Replaces the broken `fp8_nvfp4_mega_moe` kernel from DeepGEMM with a working CUTLASS-based implementation that emits real `SM100_MMA_MXF4_SS` tensor core instructions.
---
## Architecture
DeepSeek-V4-Pro is a 384-expert MoE model with expert parallelism across 8 ranks (B200 GPUs). Each rank handles 48 experts. For each token, the router picks the top-6 experts.
### The MoE Forward Pass
```
Input hidden states (BF16)
┌─────────────────┐
│ Shared Experts │ ← vLLM native FlashInfer CUTLASS NVFP4 path
│ (gate + up → │ (not our kernel)
│ SiLU * up → │
│ down) │
└─────────────────┘
Staging Kernel (vLLM built-in)
BF16 → packed E2M1 (int8) + UE4M3 block-16 scales (uint32)
Writes to SymmBuffer.x / SymmBuffer.x_sf
Router (vLLM built-in)
Writes topk_ids / topk_weights to SymmBuffer
┌─────────────────────────────────────────────────┐
│ nvfp4_mega_moe_full │ ← nvfp4_mega_moe.py
│ │
│ 1. Read staged activation from buffer │
│ 2. Build slot mapping (token, topk) → local │
│ expert, routing weight │
│ 3. L1 GEMM: gate_up_proj (slot-based) │ ← CUTLASS NVFP4 block-scaled
│ E2M1 × E2M1 + UE4M3 scales │ SM100_MMA_MXF4_SS PTX
│ → BF16 per-slot output (6144-wide) │
│ 4. SiLU(gate) * up PER SLOT │
│ (nonlinearity before combining paths) │
│ 5. stage_activation: BF16 → FP4 │ ← proper E2M1 quantization
│ 6. L2 GEMM: down_proj (slot-based) │ ← CUTLASS NVFP4 block-scaled
│ E2M1 × E2M1 + UE4M3 scales │ SM100_MMA_MXF4_SS PTX
│ → BF16 per-slot output (7168-wide) │
│ 7. Final scatter: │
│ y.index_add_(slot_token, │
│ slot_weight * l2_slots) │
│ Routing weight applied ONCE at scatter │
└─────────────────────────────────────────────────┘
Cross-rank all-reduce (vLLM built-in)
```
### Slot-Based Dispatch
The kernel uses a **slot representation** instead of collapsing expert outputs early. A slot is one `(token, topk_expert)` pair. For a batch of T tokens with top-6 routing, there are up to 6T slots (fewer if some experts are out of the local rank's range).
**Why slots?** Two bugs in the previous approach:
1. **SiLU after summing is mathematically wrong.** `silu(Σ wᵢ·gateᵢ) * (Σ wᵢ·upᵢ) ≠ Σ wᵢ·silu(gateᵢ)·upᵢ`. The nonlinearity must happen per-expert-path before combining.

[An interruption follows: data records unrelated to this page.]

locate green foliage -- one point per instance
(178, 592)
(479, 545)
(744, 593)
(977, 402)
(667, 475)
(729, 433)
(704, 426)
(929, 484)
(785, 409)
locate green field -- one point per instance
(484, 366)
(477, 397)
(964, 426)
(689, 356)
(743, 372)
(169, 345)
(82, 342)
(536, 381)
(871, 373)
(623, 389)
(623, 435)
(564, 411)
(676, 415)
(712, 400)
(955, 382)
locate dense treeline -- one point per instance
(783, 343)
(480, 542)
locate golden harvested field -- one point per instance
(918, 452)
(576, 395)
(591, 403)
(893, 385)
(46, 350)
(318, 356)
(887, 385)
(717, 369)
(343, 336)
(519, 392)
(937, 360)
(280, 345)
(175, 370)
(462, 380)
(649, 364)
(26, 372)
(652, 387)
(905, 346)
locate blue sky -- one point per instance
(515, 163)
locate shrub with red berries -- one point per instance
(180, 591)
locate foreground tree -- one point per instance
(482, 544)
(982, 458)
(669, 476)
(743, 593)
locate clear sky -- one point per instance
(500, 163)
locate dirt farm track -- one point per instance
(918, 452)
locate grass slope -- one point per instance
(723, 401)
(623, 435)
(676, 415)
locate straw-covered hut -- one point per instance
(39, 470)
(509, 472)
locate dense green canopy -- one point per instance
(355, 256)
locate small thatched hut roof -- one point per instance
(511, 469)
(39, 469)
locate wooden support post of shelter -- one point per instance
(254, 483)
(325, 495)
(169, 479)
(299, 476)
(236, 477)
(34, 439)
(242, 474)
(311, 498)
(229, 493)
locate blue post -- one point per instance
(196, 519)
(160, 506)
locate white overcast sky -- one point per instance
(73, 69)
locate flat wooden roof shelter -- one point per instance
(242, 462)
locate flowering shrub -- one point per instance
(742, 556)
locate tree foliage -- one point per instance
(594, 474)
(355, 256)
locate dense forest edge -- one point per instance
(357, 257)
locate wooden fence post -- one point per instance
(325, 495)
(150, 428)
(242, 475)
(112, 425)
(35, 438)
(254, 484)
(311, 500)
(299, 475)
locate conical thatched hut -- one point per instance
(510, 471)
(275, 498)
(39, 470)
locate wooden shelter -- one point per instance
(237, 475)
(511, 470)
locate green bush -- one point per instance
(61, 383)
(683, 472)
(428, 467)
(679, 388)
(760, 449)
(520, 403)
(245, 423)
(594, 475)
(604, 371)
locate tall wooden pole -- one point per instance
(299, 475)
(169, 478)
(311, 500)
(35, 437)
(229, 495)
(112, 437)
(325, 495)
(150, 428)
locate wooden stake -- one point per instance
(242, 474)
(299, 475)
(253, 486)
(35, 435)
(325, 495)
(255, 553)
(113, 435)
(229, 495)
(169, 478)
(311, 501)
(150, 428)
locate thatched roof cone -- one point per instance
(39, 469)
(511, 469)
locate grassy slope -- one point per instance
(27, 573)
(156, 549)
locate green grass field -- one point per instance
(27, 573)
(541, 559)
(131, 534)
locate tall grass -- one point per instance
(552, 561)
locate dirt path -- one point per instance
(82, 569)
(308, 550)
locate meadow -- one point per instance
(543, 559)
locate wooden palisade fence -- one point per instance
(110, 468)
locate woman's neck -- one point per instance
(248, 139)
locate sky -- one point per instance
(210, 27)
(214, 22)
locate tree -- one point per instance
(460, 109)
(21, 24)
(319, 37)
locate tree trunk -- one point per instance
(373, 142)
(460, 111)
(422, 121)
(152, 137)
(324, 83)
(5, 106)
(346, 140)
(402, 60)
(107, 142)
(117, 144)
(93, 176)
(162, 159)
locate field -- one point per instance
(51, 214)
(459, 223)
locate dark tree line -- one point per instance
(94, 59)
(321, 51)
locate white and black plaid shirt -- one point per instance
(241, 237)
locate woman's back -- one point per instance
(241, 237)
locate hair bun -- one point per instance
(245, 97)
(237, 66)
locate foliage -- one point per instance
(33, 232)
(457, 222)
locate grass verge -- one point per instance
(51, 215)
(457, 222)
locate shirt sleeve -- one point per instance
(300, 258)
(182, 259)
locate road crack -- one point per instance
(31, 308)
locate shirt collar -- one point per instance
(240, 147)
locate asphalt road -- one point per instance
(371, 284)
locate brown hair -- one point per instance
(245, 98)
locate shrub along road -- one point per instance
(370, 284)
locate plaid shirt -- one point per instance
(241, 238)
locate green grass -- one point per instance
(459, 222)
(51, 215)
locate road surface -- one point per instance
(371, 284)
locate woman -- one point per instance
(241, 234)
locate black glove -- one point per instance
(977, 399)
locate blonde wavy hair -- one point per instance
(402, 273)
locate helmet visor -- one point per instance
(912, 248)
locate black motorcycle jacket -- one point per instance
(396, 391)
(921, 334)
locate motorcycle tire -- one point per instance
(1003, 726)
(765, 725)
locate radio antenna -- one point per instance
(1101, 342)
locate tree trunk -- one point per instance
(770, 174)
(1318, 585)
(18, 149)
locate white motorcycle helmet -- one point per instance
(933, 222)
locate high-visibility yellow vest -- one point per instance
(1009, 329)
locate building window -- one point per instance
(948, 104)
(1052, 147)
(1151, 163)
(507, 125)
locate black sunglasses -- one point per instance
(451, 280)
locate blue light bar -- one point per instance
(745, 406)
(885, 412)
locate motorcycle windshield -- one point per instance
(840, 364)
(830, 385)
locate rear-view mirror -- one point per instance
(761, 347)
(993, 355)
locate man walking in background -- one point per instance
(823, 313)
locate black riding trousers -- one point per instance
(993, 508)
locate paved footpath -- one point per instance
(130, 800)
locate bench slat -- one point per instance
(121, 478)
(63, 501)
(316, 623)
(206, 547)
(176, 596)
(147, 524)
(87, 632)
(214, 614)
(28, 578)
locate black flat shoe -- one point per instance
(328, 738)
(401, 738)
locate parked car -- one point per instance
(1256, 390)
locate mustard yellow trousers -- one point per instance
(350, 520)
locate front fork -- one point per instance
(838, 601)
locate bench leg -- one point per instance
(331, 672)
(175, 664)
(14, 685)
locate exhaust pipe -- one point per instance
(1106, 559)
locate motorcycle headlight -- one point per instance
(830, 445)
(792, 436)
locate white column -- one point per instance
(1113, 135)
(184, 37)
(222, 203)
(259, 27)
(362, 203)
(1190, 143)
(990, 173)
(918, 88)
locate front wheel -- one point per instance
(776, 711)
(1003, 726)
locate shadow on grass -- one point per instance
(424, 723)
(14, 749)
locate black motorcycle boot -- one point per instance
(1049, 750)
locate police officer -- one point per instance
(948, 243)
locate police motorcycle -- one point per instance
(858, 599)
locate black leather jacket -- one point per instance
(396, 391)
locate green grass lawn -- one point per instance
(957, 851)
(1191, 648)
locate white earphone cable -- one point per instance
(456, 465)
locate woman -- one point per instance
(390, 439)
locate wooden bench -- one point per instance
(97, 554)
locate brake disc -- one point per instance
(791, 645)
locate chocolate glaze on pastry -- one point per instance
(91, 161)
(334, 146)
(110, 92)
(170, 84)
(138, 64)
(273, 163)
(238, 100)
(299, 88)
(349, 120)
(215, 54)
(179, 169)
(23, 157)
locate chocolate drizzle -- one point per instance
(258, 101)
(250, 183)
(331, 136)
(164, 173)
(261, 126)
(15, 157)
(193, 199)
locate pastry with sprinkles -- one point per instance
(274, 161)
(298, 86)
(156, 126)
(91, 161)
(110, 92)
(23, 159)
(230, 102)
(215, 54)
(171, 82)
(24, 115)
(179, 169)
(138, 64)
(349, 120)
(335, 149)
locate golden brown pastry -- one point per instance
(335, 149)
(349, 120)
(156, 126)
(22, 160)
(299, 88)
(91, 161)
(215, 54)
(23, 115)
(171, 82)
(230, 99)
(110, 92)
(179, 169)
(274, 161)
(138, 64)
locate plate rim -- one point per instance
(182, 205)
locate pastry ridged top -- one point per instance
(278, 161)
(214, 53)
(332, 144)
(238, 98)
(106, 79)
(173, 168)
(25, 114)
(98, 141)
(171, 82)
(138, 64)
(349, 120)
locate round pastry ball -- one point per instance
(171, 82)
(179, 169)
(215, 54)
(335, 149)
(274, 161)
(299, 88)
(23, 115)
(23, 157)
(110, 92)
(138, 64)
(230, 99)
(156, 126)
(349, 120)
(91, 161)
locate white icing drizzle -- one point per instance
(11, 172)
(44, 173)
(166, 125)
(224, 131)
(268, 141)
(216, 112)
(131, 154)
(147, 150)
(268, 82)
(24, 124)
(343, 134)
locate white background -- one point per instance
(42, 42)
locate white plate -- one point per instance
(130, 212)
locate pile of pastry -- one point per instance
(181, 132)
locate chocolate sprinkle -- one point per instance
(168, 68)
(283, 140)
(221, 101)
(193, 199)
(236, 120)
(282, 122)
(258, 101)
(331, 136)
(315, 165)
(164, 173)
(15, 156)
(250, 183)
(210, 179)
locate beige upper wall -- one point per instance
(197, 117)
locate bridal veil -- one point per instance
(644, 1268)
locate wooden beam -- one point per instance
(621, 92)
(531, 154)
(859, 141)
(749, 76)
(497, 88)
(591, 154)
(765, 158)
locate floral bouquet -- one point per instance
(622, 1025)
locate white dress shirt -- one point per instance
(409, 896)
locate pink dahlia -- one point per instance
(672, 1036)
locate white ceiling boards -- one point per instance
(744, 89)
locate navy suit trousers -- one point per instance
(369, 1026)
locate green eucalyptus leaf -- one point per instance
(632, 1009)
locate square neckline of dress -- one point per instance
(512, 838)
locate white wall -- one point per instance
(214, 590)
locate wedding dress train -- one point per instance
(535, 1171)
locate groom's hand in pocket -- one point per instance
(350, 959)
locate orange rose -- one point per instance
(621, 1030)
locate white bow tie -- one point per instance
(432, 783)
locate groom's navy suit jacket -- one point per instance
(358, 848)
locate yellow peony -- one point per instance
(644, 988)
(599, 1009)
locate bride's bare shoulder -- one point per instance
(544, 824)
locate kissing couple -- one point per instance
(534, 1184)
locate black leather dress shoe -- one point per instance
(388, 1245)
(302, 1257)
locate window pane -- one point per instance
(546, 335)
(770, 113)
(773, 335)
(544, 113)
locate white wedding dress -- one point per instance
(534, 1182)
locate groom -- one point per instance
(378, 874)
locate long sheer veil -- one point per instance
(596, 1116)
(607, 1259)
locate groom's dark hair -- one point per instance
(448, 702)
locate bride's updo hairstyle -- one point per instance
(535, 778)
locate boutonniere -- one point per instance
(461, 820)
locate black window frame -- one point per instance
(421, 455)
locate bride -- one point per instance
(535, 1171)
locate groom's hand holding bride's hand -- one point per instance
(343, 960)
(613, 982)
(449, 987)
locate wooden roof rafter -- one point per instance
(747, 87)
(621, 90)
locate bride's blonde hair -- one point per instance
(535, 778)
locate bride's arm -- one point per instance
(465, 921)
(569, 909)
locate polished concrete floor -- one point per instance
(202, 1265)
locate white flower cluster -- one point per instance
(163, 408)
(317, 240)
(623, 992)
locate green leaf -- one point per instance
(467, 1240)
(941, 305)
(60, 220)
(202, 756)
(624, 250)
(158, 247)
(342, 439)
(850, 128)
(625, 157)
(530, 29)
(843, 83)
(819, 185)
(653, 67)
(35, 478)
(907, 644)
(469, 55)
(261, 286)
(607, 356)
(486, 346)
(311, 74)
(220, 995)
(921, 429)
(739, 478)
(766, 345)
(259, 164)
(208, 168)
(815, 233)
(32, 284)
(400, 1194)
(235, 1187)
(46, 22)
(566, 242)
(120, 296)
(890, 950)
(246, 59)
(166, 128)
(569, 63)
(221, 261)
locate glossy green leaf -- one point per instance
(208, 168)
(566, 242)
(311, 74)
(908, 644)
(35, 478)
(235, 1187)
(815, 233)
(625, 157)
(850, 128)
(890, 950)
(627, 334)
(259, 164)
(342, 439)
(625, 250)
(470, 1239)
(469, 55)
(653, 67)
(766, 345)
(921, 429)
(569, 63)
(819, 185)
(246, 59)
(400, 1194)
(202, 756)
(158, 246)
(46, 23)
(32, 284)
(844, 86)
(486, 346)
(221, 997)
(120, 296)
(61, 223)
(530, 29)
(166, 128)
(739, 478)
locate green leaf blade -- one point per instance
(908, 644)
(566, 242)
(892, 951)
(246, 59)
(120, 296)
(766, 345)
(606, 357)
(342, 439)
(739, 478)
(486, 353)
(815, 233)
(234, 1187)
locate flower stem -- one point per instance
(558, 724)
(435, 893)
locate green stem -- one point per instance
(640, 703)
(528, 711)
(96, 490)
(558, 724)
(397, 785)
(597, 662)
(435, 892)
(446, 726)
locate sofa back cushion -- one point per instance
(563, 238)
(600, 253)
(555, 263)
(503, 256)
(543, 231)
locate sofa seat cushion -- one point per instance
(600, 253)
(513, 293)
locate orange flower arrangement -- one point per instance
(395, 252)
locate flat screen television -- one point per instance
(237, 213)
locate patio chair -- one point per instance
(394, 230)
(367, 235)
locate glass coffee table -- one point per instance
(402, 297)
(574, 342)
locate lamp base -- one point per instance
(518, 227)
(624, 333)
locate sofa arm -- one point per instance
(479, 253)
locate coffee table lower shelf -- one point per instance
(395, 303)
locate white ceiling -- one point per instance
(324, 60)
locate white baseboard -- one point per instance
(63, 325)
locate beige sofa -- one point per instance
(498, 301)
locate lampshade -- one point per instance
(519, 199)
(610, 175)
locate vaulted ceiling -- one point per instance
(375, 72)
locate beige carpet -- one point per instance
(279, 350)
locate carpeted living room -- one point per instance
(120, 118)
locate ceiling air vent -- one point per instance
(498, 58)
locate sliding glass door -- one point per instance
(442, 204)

2. **Routing weights applied twice.** The old grouped GEMM applied `topk_weights` in its scatter loop, and was called for both L1 and L2 — squaring the weights.
The slot approach fixes both: SiLU+Mul happens per-slot, and routing weights are applied exactly once at the final `index_add_` scatter.
### SFB (Weight Scale Factors) — Remapped Per-Call, NOT Cached
Weight scale factors (SFB) are remapped from row-major to CUTLASS interleaved layout on every GEMM call. This is a lightweight scatter kernel (~µs) and is NOT the bottleneck compared to the GEMM itself.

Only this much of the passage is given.